As well as document processing solutions, it has developed machine learning modules for enhancing customers’ existing systems (e.g. ECM, ERP, CRM, RPA); and offers APIs for software providers to draw on its machine learning tech for their own applications.
“All offerings include machine learning pipeline software for continuous model training in the cloud or in on-premise deployments,” it notes in a press release.
“We have deep knowledge of how financial documents are processed and millions of data entities in our training data,” says chief commercial officer, Cem Dilmegani, discussing where Hypatos fits in the business process automation landscape. “We get compared to RPA companies like UiPath, enterprise content management (ECM) companies like Kofax Readsoft as well as generalist ML document automation companies like Hyperscience. However, we are quite different.

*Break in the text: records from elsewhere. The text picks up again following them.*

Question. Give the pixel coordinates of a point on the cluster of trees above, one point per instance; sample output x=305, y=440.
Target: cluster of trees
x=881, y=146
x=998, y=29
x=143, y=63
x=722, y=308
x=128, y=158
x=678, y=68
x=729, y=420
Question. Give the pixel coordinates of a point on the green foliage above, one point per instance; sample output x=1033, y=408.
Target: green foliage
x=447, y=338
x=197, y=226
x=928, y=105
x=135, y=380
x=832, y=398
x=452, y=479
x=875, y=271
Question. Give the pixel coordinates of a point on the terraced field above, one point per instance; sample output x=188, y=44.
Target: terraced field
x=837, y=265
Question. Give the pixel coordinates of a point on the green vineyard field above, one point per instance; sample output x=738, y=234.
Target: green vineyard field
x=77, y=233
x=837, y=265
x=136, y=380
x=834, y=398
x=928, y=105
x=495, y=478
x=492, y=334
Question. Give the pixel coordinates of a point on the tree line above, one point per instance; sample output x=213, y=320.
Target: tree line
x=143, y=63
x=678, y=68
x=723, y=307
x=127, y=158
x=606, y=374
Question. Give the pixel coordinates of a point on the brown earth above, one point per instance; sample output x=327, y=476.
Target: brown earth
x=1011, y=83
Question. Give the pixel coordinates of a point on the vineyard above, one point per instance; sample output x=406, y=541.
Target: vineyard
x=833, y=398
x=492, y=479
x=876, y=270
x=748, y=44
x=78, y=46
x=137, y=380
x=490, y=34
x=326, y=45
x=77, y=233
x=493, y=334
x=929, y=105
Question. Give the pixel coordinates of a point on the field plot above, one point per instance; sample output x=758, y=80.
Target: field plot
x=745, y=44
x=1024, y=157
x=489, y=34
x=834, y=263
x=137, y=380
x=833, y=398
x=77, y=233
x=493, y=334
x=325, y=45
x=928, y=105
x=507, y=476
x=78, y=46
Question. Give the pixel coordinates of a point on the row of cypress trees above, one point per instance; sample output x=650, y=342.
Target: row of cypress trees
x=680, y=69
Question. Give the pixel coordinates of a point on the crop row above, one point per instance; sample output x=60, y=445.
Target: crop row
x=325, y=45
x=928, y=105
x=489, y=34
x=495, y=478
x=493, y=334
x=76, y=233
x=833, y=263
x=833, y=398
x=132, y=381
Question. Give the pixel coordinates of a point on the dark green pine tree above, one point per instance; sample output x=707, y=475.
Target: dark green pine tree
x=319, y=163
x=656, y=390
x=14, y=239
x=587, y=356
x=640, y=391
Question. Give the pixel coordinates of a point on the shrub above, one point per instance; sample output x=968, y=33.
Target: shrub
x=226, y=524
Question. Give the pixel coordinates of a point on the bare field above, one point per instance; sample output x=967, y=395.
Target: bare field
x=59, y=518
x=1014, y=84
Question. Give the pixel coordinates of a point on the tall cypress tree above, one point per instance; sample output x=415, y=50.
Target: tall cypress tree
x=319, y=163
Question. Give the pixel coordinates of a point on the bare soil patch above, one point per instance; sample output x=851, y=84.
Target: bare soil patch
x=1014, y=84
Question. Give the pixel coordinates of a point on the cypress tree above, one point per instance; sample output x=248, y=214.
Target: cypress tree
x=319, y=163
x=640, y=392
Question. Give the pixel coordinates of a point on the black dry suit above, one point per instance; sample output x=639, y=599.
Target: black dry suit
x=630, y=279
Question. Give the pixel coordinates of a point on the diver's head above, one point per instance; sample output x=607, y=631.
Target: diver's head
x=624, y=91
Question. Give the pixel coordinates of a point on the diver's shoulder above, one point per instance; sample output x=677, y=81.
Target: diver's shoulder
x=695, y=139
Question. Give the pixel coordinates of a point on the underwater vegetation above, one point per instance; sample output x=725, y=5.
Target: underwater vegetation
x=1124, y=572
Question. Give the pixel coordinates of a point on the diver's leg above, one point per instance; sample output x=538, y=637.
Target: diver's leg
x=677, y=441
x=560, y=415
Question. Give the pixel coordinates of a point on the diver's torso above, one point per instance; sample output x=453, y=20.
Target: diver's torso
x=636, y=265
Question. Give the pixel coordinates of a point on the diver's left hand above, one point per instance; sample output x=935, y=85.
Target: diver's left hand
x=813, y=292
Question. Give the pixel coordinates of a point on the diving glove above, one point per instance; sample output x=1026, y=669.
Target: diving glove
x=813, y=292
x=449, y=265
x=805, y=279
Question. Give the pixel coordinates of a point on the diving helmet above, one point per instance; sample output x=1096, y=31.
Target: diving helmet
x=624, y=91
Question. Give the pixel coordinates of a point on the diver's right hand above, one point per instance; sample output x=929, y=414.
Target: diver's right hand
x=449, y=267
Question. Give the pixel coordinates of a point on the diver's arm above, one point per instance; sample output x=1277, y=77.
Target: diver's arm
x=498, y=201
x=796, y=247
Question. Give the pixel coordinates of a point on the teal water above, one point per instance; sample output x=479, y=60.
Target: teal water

“We focus on end-to-end automation, we don’t only help companies capture data, we help them process it using our deep domain understanding, enabling higher rates of automation. For example, to automate incoming invoice processing (A/P automation) we apply our document understanding AI to capture all data, classify the document, identify the specific goods and services, validate for internal/external compliance and assign financial accounts, cost centers, cost categories etc. to automate all processing tasks.”
“Finally, we offer this technology as components easily accessible via APIs. This allows RPA or ECM users to leverage our technology and increase their level of automation,” he adds.
Hypatos claims it’s seeing uplift as a result of the coronavirus pandemic — noting it’s providing a service to more than a dozen Fortune 500 companies to help with in-shoring efforts which it says are accelerating as a result of COVID-19 putting pressure on the traditional business process outsourcing model as offshore workforce productivity in lower wage regions is affected by coronavirus lockdowns.
“We believe that we are in a pivotal moment of machine learning adoption in large organizations,” adds Andreas Unseld, partner at UVC Partners, in a supporting statement. “Hypatos’ technology provides ample opportunity to transform many core business processes. We’re impressed by the Hypatos machine learning technology and see the team in a perfect position to take a leading role in the machine learning revolution to come.”